ONLY five weeks remaining until the EKATVA show hits the UK … HOW EXCITING! . Currently the tour is in the USA, if you would like to catch their shows check out: EKATVA.org. Also the UK dates have now been confirmed and all the information is on the EKATVA UK Tour: Leicester // Birmingham // London event page.
Plus this week, my friend @theampatel has created three iPhone wallpapers with wonderful quotes for you to download and spread the incredible message of EKATVA!
Keep checking the Faceback Event page for a free FACEBOOK cover photo download to use on your profile
And now to the even better stuff … So, continuing on our fabulous journey to know and understand the background of these 16 cool kids of EKATVA, this week we get to meet Vicky and Sanjay.
“If you drop the dandiyo while dancing, you just have to continue the step without it. If something is not in our hands, we have to make an effort to move forward without it.”

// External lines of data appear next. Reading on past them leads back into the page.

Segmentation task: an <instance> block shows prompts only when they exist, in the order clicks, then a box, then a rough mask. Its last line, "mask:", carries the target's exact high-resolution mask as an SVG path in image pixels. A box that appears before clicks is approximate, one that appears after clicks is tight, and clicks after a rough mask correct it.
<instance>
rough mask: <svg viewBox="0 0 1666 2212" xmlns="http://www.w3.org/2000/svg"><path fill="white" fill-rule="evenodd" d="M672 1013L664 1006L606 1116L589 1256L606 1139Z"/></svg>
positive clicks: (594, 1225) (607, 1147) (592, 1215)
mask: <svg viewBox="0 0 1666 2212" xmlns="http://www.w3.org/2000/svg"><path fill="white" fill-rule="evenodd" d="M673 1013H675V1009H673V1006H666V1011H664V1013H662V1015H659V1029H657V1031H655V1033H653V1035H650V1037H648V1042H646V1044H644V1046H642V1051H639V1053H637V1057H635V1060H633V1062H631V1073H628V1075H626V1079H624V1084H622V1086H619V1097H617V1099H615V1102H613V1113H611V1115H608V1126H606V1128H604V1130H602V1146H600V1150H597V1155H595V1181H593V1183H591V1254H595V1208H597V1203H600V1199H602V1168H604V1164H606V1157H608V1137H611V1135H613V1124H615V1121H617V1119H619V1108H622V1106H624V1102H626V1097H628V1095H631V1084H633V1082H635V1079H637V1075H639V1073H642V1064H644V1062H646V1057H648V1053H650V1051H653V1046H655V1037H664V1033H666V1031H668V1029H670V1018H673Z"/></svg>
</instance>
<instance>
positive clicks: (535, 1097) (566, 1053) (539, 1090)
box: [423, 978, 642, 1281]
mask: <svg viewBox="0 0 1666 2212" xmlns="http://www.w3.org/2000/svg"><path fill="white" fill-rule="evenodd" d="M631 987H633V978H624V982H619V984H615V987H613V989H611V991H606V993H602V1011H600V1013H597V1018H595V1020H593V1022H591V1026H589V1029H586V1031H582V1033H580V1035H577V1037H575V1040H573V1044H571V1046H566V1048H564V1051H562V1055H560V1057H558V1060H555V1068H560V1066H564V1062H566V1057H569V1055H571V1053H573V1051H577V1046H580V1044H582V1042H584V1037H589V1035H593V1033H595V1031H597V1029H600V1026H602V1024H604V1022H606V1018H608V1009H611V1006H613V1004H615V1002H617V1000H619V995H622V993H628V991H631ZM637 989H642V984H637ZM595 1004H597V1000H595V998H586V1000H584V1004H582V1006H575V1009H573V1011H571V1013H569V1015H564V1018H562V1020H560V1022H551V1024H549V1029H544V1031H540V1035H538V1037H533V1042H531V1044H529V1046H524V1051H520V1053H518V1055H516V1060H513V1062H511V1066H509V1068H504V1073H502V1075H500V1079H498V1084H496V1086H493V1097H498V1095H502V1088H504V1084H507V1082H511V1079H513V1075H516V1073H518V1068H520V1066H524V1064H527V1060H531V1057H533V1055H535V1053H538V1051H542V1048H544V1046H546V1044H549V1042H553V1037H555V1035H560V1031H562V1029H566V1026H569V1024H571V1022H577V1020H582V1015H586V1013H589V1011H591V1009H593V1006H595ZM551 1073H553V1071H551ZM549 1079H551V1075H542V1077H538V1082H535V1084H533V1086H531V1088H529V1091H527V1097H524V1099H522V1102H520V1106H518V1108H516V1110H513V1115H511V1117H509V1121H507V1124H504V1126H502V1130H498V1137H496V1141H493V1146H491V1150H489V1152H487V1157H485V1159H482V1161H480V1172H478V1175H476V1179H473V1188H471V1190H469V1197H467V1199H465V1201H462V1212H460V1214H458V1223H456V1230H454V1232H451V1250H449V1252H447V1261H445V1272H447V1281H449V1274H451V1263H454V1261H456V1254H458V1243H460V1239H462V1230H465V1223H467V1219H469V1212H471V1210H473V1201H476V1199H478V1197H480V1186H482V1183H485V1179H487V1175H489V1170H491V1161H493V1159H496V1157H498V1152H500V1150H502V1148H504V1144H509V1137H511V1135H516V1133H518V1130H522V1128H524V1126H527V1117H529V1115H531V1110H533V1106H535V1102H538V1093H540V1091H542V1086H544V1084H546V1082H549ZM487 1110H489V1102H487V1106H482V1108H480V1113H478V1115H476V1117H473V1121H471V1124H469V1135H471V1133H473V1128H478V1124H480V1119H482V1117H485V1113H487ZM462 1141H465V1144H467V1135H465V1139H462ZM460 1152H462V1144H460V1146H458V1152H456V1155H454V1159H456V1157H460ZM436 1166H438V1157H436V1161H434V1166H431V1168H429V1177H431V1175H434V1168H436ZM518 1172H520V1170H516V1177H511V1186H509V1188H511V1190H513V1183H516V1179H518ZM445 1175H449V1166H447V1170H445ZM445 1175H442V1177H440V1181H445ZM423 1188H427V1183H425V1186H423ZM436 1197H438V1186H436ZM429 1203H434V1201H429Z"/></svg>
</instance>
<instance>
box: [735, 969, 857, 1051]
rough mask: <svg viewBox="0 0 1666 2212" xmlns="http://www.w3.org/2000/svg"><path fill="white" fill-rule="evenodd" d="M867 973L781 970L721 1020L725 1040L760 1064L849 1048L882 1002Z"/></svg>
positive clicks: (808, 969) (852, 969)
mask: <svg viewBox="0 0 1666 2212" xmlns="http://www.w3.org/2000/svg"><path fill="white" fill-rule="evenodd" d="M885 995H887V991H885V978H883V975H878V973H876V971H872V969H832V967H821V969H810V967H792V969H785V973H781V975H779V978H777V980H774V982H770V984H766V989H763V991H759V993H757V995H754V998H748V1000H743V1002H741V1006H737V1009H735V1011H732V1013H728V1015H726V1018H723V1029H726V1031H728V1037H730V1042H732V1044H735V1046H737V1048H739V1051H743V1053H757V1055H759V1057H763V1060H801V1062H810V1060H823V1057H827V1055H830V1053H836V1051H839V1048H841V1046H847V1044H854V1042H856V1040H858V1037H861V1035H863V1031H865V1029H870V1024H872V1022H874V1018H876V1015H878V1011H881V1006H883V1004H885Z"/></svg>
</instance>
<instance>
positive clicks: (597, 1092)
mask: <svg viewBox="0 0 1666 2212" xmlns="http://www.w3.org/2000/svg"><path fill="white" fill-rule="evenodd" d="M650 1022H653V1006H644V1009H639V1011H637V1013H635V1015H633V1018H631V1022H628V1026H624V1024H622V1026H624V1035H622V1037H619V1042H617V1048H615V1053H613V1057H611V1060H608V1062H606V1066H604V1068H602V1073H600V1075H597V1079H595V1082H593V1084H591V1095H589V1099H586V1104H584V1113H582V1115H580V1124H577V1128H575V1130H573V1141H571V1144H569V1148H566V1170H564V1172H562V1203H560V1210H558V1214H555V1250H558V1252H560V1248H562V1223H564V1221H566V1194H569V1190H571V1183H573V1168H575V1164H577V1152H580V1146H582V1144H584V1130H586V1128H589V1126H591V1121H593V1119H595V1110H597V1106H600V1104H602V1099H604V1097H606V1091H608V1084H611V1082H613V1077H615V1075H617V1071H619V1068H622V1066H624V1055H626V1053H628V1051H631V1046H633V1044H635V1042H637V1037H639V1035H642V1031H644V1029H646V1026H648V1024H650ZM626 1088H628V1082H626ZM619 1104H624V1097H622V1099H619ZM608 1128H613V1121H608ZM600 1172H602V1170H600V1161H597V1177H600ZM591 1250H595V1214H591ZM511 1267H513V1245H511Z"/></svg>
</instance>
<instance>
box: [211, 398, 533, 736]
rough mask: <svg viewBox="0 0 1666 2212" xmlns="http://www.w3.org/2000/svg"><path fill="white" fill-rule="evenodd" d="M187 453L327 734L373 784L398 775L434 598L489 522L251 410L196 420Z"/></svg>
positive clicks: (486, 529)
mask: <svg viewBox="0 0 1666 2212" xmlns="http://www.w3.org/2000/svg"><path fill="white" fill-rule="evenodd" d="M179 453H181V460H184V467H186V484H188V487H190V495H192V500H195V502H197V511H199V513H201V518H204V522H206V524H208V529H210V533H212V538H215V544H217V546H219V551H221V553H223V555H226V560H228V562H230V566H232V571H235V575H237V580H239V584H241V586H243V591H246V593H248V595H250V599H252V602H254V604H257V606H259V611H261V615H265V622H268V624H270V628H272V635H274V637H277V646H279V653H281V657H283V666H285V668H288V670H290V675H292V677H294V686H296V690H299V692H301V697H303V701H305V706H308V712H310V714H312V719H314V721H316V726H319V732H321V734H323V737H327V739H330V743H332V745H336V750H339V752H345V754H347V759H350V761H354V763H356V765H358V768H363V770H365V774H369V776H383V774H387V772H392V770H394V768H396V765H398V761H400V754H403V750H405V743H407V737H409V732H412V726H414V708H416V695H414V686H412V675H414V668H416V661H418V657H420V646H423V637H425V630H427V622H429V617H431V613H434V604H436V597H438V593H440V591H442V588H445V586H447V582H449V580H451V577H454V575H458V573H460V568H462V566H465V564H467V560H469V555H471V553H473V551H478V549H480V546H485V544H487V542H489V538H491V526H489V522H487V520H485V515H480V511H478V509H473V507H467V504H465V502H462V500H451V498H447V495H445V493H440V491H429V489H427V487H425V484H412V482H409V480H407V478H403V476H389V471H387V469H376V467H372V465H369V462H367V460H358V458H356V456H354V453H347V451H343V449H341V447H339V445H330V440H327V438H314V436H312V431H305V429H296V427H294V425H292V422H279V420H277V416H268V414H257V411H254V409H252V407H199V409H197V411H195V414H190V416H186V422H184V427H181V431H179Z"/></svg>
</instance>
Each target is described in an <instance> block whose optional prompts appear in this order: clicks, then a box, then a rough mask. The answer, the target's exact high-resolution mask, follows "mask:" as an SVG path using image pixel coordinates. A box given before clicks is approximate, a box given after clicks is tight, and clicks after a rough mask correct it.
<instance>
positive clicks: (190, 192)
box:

In an attempt to make up lost income from his father’s illness, Vicky would polish shoes on the streets, earning 50 rupees for a full day’s work on busy intersections. “I had so much fun,” Vicky says, recounting this all-too-common tale of child labour as though it were an adventure. Although his demeanor is now thoughtful and playful, his Mom tells a different story of misbehaving and angry Vicky. But after going to Manav Sadhna and joining EKATVA, his temper has cooled and he is always ready to help out at home.
Sanjay lives in Ram Rahim no Tekro, a slum area in Old Ahmedabad, renowned for Hindu and Muslim communities living side-by-side. Sanjay began ragpicking to earn some extra income for his family, who were in danger of losing their home. He would go through mountains of rubbish in the slums around his home and collect enough scraps of paper to earn about 30 rupees per day. The conditions were unimaginable and dangerous, especially for a 10-year old boy, but Sanjay continued ragpicking for several months to help his family.
Initially, Sanjay demonstrated an impressive commitment to EKATVA, making the daily 40-minute bus trip for after-school EKATVA practice. Now he lives with most of the other kids at the Gandhi Ashram hostel where he’s learned a great deal from the surrounding positive environment and mentors.
“Bad things take no time at all to finish. It’s the good things that take a long time and hard work. For good things, you have to sweat.”